Не спали. Иван Иваныч, высокий, худощавый старик с длинными усами, сидел снаружи у входа и курил трубку; его освещала луна. Буркин лежал внутри на сене, и его не было видно в потемках.
Рассказывали разные истории. Между прочим говорили о том, что жена старосты, Мавра, женщина здоровая и не глупая, во всю свою жизнь нигде не была дальше своего родного села, никогда не видела ни города, ни железной дороги, а в последние десять лет всё сидела за печью и только по ночам выходила на улицу.
— Что же тут удивительного! — сказал Буркин. — Людей, одиноких по натуре, которые, как рак-отшелышк или улитка, стараются уйти в свою скорлупу, на этом свете не мало. Быть может, тут явление атавизма, возвращение к тому времени, когда предок человека не был еще общественным животным и жил одиноко в своей берлоге, а может быть, это просто одна из разновидностей человеческого характера, — кто знает? Я не естественник и не мое дело касаться подобных вопросов; я только хочу сказать, что такие люди, как Мавра, явление не редкое. Да вот, недалеко искать, месяца два назад умер у нас в городе некий Беликов, учитель греческого языка, мой товарищ. Вы о нем слышали, конечно. Он был замечателен тем, что всегда, даже в очень хорошую погоду, выходил в калошах и с зонтиком и непременно в теплом пальто на вате. И зонтик у него был в чехле, и часы в чехле из серой замши, и когда вынимал перочинный нож, чтобы очинить карандаш, то и нож у него был в чехольчике; и лицо, казалось, тоже было в чехле, так как он всё время прятал его в поднятый воротник. Он носил темные очки, фуфайку, уши закладывал ватой, и когда садился на извозчика, то приказывал поднимать верх. Одним словом, у этого человека наблюдалось постоянное и непреодолимое стремление окружить себя оболочкой, создать себе, так сказать, футляр, который уединил бы его, защитил бы от внешних влияний. Действительность раздражала его, пугала, держала в постоянной тревоге, и, быть может, для того, чтобы оправдать эту свою робость, свое отвращение к настоящему, он всегда хвалил прошлое и то, чего никогда не было; и древние языки, которые он преподавал, были для него, в сущности, те же калоши и зонтик, куда он прятался от действительной жизни.

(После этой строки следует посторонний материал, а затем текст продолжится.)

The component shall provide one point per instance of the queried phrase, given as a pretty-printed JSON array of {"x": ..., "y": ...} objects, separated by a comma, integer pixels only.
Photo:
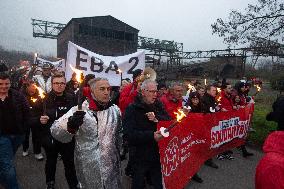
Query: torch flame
[
  {"x": 180, "y": 115},
  {"x": 33, "y": 99},
  {"x": 78, "y": 74},
  {"x": 218, "y": 89},
  {"x": 40, "y": 92},
  {"x": 258, "y": 88}
]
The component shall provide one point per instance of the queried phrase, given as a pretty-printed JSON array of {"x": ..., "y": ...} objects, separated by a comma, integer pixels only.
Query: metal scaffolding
[
  {"x": 46, "y": 29},
  {"x": 173, "y": 51}
]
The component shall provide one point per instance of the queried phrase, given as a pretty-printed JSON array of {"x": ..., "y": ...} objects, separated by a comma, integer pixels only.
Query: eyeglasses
[
  {"x": 152, "y": 91},
  {"x": 57, "y": 83}
]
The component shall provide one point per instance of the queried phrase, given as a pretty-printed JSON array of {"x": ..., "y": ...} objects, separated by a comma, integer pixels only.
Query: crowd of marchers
[{"x": 93, "y": 126}]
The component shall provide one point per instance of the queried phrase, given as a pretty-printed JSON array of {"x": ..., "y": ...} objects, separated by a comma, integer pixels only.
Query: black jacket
[
  {"x": 54, "y": 110},
  {"x": 139, "y": 131},
  {"x": 277, "y": 114},
  {"x": 18, "y": 113},
  {"x": 207, "y": 101}
]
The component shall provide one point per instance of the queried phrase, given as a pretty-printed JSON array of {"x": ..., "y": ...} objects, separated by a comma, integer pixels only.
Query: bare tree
[{"x": 265, "y": 20}]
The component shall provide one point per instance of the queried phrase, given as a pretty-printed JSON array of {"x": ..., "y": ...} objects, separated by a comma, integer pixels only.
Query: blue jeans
[{"x": 8, "y": 147}]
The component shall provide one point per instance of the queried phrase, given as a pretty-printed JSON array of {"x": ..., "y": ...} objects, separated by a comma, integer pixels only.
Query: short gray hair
[
  {"x": 92, "y": 82},
  {"x": 145, "y": 83}
]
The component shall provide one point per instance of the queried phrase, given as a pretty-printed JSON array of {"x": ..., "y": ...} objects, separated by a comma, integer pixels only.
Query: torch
[
  {"x": 190, "y": 88},
  {"x": 218, "y": 89},
  {"x": 79, "y": 78},
  {"x": 35, "y": 59},
  {"x": 33, "y": 99},
  {"x": 41, "y": 94},
  {"x": 120, "y": 72},
  {"x": 165, "y": 132},
  {"x": 258, "y": 89}
]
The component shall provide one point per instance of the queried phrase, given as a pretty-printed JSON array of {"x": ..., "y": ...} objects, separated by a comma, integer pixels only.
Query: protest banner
[
  {"x": 103, "y": 66},
  {"x": 197, "y": 138},
  {"x": 59, "y": 65}
]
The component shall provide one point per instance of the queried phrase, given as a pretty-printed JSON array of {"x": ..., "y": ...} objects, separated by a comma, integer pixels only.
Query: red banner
[{"x": 197, "y": 138}]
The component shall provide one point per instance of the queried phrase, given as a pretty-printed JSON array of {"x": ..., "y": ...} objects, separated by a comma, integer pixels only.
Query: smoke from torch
[
  {"x": 179, "y": 116},
  {"x": 258, "y": 88},
  {"x": 80, "y": 79},
  {"x": 78, "y": 73},
  {"x": 219, "y": 90}
]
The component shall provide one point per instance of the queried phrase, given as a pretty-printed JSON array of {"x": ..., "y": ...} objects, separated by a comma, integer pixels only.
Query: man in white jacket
[{"x": 96, "y": 131}]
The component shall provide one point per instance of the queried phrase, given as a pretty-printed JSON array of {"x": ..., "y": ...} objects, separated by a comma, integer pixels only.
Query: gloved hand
[{"x": 75, "y": 121}]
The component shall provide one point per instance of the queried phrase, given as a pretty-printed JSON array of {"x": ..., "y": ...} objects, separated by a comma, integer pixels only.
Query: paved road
[{"x": 236, "y": 174}]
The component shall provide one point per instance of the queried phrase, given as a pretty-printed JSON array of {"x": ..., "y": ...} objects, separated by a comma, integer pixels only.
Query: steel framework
[{"x": 46, "y": 29}]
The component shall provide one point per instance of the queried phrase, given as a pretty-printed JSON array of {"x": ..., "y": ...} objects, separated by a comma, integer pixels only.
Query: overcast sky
[{"x": 185, "y": 21}]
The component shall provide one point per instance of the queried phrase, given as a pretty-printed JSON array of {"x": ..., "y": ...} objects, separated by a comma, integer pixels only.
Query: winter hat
[{"x": 136, "y": 73}]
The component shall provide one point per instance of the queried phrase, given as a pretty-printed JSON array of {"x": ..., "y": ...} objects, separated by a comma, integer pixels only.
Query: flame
[
  {"x": 33, "y": 99},
  {"x": 41, "y": 92},
  {"x": 180, "y": 115},
  {"x": 218, "y": 89},
  {"x": 190, "y": 87},
  {"x": 219, "y": 98},
  {"x": 79, "y": 74},
  {"x": 258, "y": 88}
]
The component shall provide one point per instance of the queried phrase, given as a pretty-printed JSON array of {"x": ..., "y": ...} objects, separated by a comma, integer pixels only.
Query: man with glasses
[
  {"x": 58, "y": 102},
  {"x": 44, "y": 80},
  {"x": 96, "y": 129},
  {"x": 173, "y": 101},
  {"x": 140, "y": 129}
]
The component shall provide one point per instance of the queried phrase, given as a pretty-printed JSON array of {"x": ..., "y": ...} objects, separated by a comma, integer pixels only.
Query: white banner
[
  {"x": 59, "y": 65},
  {"x": 103, "y": 66}
]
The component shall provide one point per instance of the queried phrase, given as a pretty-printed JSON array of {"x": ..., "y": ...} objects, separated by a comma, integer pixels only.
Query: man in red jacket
[
  {"x": 225, "y": 99},
  {"x": 226, "y": 104},
  {"x": 270, "y": 169},
  {"x": 173, "y": 101}
]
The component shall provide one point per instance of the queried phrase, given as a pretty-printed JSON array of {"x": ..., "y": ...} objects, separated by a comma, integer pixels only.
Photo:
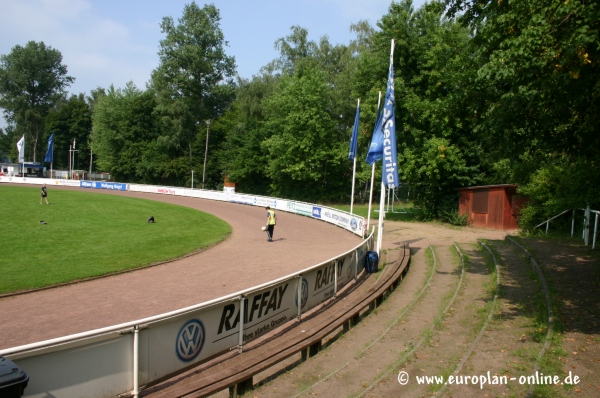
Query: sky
[{"x": 106, "y": 42}]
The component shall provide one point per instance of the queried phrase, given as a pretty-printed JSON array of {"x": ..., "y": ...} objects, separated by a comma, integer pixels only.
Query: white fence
[
  {"x": 119, "y": 359},
  {"x": 587, "y": 214}
]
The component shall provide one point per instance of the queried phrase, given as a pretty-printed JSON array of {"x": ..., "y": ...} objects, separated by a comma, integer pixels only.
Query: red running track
[{"x": 243, "y": 260}]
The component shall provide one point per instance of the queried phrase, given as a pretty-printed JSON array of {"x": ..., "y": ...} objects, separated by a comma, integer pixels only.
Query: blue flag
[
  {"x": 376, "y": 148},
  {"x": 354, "y": 139},
  {"x": 388, "y": 127},
  {"x": 50, "y": 151}
]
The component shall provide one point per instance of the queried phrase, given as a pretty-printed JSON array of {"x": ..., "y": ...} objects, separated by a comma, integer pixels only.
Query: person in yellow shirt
[{"x": 271, "y": 221}]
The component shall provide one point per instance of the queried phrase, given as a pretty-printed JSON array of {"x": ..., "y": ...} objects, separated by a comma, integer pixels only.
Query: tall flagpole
[
  {"x": 382, "y": 200},
  {"x": 372, "y": 176},
  {"x": 353, "y": 173}
]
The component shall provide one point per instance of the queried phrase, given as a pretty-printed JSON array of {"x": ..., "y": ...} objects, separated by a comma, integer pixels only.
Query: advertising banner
[
  {"x": 103, "y": 185},
  {"x": 303, "y": 209},
  {"x": 192, "y": 338}
]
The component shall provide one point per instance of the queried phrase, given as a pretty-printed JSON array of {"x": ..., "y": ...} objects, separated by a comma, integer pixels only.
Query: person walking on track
[{"x": 271, "y": 221}]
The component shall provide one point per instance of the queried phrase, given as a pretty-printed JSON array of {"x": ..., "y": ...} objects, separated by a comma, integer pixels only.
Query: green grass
[{"x": 89, "y": 234}]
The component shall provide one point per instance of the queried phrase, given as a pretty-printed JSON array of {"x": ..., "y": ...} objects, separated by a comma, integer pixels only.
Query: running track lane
[{"x": 243, "y": 260}]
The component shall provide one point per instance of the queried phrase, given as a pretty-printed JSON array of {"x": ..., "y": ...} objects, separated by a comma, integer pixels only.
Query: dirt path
[
  {"x": 490, "y": 346},
  {"x": 244, "y": 260}
]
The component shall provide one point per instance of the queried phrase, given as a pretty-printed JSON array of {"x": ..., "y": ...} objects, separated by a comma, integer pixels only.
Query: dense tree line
[{"x": 486, "y": 92}]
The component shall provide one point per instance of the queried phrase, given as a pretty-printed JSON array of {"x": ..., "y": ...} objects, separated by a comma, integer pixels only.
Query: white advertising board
[{"x": 192, "y": 338}]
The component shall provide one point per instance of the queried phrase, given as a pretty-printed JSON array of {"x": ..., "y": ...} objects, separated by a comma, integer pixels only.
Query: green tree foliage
[
  {"x": 70, "y": 120},
  {"x": 241, "y": 156},
  {"x": 434, "y": 62},
  {"x": 540, "y": 60},
  {"x": 32, "y": 82},
  {"x": 305, "y": 157},
  {"x": 125, "y": 137},
  {"x": 194, "y": 83}
]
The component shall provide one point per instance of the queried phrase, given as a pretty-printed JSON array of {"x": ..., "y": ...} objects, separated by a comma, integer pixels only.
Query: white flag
[{"x": 21, "y": 148}]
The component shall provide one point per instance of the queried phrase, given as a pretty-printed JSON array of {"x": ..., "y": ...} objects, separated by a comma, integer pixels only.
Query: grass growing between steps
[{"x": 87, "y": 234}]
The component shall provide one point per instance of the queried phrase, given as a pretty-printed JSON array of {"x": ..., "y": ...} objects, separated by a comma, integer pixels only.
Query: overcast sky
[{"x": 106, "y": 42}]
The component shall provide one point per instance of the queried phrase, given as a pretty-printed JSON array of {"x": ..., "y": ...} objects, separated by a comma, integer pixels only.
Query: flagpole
[
  {"x": 381, "y": 215},
  {"x": 382, "y": 199},
  {"x": 353, "y": 172},
  {"x": 372, "y": 176}
]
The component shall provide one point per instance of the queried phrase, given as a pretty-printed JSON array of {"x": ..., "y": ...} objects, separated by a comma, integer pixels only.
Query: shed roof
[{"x": 488, "y": 186}]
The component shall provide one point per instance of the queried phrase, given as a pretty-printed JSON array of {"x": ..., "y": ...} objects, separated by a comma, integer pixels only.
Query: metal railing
[{"x": 586, "y": 224}]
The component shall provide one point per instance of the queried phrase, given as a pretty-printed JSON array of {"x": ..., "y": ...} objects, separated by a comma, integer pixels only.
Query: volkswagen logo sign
[
  {"x": 190, "y": 340},
  {"x": 303, "y": 293}
]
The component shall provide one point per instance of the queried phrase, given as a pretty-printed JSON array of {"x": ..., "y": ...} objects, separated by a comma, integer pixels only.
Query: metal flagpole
[
  {"x": 372, "y": 176},
  {"x": 381, "y": 214},
  {"x": 353, "y": 174},
  {"x": 382, "y": 200}
]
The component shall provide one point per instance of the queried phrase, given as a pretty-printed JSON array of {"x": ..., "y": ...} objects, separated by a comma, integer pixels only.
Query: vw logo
[
  {"x": 303, "y": 293},
  {"x": 190, "y": 340}
]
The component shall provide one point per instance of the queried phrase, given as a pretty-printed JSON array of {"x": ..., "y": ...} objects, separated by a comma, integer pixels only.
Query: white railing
[
  {"x": 117, "y": 360},
  {"x": 586, "y": 224}
]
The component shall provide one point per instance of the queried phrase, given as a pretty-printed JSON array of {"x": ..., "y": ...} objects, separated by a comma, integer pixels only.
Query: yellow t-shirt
[{"x": 271, "y": 217}]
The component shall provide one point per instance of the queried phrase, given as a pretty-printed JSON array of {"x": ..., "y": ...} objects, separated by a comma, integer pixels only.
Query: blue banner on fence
[{"x": 117, "y": 186}]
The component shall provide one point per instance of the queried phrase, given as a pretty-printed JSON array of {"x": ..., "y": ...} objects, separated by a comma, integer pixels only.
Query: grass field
[{"x": 89, "y": 234}]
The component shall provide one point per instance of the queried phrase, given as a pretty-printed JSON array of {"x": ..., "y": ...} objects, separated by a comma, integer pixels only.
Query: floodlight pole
[{"x": 205, "y": 153}]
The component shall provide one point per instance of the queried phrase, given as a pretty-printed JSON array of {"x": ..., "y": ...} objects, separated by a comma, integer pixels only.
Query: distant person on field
[
  {"x": 271, "y": 221},
  {"x": 44, "y": 194}
]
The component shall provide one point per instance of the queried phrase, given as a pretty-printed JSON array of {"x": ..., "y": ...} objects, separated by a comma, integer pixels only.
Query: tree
[
  {"x": 305, "y": 159},
  {"x": 434, "y": 62},
  {"x": 194, "y": 81},
  {"x": 32, "y": 81},
  {"x": 70, "y": 120},
  {"x": 542, "y": 61}
]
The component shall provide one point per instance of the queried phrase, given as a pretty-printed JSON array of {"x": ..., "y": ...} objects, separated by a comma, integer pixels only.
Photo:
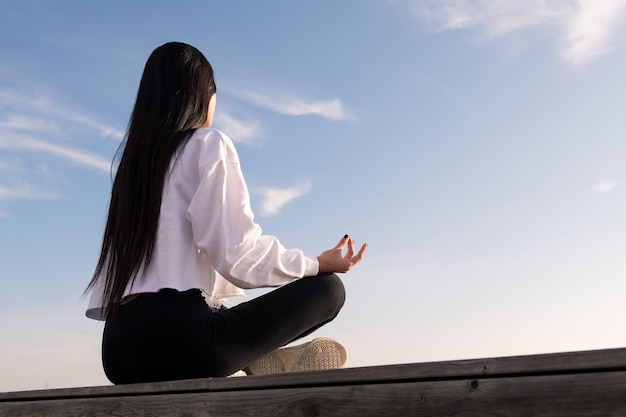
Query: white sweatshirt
[{"x": 207, "y": 237}]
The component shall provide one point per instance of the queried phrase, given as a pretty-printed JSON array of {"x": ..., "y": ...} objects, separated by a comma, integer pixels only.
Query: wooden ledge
[{"x": 589, "y": 383}]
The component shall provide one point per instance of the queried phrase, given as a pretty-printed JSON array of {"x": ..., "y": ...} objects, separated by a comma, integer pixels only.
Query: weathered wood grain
[{"x": 567, "y": 384}]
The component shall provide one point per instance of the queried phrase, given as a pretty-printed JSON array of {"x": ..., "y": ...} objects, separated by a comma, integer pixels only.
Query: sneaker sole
[{"x": 318, "y": 354}]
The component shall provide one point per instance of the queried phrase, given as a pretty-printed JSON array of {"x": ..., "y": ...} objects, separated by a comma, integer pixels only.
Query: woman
[{"x": 180, "y": 238}]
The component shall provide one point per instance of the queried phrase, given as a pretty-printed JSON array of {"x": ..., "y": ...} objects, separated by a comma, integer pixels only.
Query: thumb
[{"x": 343, "y": 242}]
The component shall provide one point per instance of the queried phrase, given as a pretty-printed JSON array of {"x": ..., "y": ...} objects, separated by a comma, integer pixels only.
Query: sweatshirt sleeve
[{"x": 223, "y": 224}]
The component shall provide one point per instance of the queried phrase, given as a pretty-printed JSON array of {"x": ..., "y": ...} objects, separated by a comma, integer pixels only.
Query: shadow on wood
[{"x": 591, "y": 383}]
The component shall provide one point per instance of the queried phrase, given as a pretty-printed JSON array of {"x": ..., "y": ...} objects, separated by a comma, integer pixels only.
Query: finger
[
  {"x": 359, "y": 255},
  {"x": 350, "y": 251},
  {"x": 342, "y": 243}
]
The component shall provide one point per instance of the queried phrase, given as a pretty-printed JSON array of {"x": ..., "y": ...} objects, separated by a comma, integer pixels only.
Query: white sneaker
[{"x": 318, "y": 354}]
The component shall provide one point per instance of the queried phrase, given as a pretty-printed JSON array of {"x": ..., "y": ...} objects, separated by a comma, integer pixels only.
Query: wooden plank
[
  {"x": 583, "y": 395},
  {"x": 563, "y": 363}
]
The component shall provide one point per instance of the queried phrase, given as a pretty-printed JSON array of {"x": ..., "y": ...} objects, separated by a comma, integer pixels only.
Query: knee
[{"x": 334, "y": 291}]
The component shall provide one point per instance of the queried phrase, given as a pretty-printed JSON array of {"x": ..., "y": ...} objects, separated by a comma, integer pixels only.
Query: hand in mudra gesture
[{"x": 334, "y": 260}]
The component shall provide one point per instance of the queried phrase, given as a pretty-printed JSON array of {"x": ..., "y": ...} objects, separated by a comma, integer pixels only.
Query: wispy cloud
[
  {"x": 604, "y": 187},
  {"x": 275, "y": 198},
  {"x": 37, "y": 132},
  {"x": 30, "y": 144},
  {"x": 240, "y": 131},
  {"x": 35, "y": 112},
  {"x": 24, "y": 190},
  {"x": 585, "y": 27},
  {"x": 291, "y": 105}
]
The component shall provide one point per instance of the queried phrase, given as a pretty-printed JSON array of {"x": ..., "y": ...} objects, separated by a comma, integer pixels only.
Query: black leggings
[{"x": 175, "y": 335}]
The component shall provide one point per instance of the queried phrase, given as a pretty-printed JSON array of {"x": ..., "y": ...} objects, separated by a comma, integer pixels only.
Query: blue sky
[{"x": 477, "y": 146}]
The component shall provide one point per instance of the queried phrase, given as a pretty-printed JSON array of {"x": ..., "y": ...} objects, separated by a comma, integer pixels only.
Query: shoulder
[{"x": 210, "y": 145}]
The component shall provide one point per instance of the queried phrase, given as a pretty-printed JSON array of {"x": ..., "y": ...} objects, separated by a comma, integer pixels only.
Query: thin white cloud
[
  {"x": 275, "y": 198},
  {"x": 24, "y": 111},
  {"x": 604, "y": 187},
  {"x": 293, "y": 106},
  {"x": 588, "y": 31},
  {"x": 22, "y": 190},
  {"x": 238, "y": 130},
  {"x": 36, "y": 145},
  {"x": 585, "y": 27}
]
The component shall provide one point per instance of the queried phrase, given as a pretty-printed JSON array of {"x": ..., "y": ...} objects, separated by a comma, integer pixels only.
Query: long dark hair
[{"x": 173, "y": 100}]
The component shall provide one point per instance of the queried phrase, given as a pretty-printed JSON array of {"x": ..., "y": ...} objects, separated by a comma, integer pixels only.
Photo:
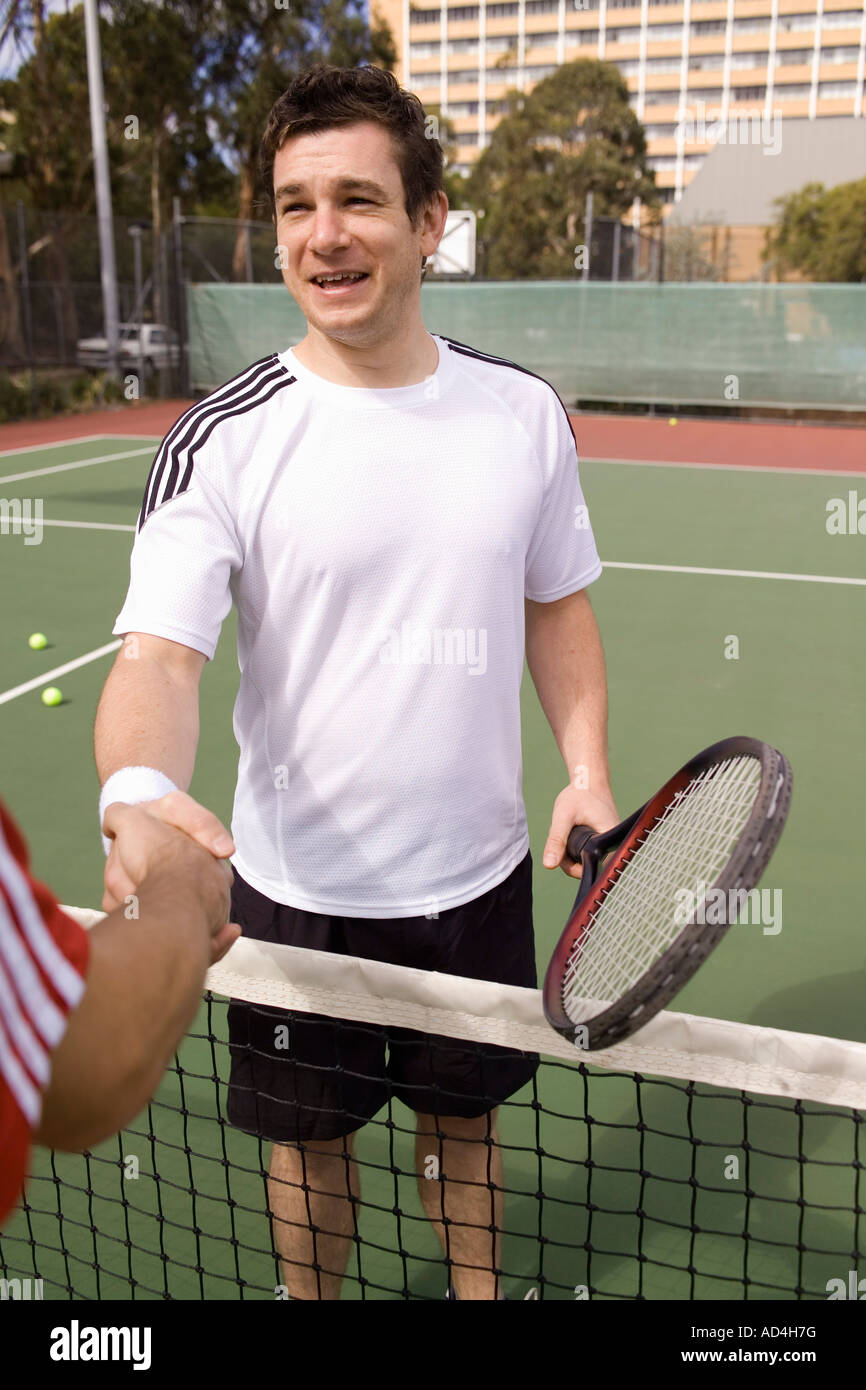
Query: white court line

— О, как звучен, как прекрасен греческий язык! — говорил он со сладким выражением; и, как бы в доказательство своих слов, прищурив глаз и подняв палец, произносил: — Антропос!
И мысль свою Беликов также старался запрятать в футляр. Для него были ясны только циркуляры и газетные статьи, в которых запрещалось что-нибудь. Когда в циркуляре запрещалось ученикам выходить на улицу после девяти часов вечера или в какой-нибудь статье запрещалась плотская любовь, то это было для него ясно, определенно; запрещено — и баста. В разрешении же и позволении скрывался для него всегда элемент сомнительный, что-то недосказанное и смутное. Когда в городе разрешали драматический кружок, или читальню, или чайную, то он покачивал головой и говорил тихо:
— Оно, конечно, так-то так, всё это прекрасно, да как бы чего не вышло.
Всякого рода нарушения, уклонения, отступления от правил приводили его в уныние, хотя, казалось бы, какое ему дело? Если кто из товарищей опаздывал на молебен, или доходили слухи о какой-нибудь проказе гимназистов, или видели классную даму поздно вечером с офицером, то он очень волновался и всё говорил, как бы чего не вышло. А на педагогических советах он просто угнетал нас своею осторожностью, мнительностью и своими чисто футлярными соображениями насчет того, что вот-де в мужской и женской гимназиях молодежь ведет себя дурно, очень шумит в классах, — ах, как бы не дошло до начальства, ах, как бы чего не вышло, — и что если б из второго класса исключить Петрова, а из четвертого — Егорова, то было бы очень хорошо. И что же? Своими вздохами, нытьем, своими темными очками на бледном, маленьком лице, — знаете, маленьком лице, как у хорька, — он давил нас всех, и мы уступали, сбавляли Петрову и Егорову балл по поведению, сажали их под арест и в конце концов исключали и Петрова, и Егорова. Было у него странное обыкновение — ходить по нашим квартирам. Придет к учителю, сядет и молчит и как будто что-то высматривает. Посидит, этак, молча, час-другой и уйдет. Это называлось у него «поддерживать добрые отношения с товарищами», и, очевидно, ходить к нам и сидеть было для него тяжело, и ходил он к нам только потому, что считал своею товарищескою обязанностью. Мы, учителя, боялись его. И даже директор боялся. Вот подите же, наши учителя народ всё мыслящий, глубоко порядочный, воспитанный на Тургеневе и Щедрине, однако же этот человечек, ходивший всегда в калошах и с зонтиком, держал в руках всю гимназию целых пятнадцать лет! Да что гимназию? Весь город! Наши дамы по субботам домашних спектаклей не устраивали, боялись, как бы он не узнал; и духовенство стеснялось при нем кушать скоромное и играть в карты. Под влиянием таких людей, как Беликов, за последние десять — пятнадцать лет в нашем городе стали бояться всего. Боятся громко говорить, посылать письма, знакомиться, читать книги, боятся помогать бедным, учить грамоте…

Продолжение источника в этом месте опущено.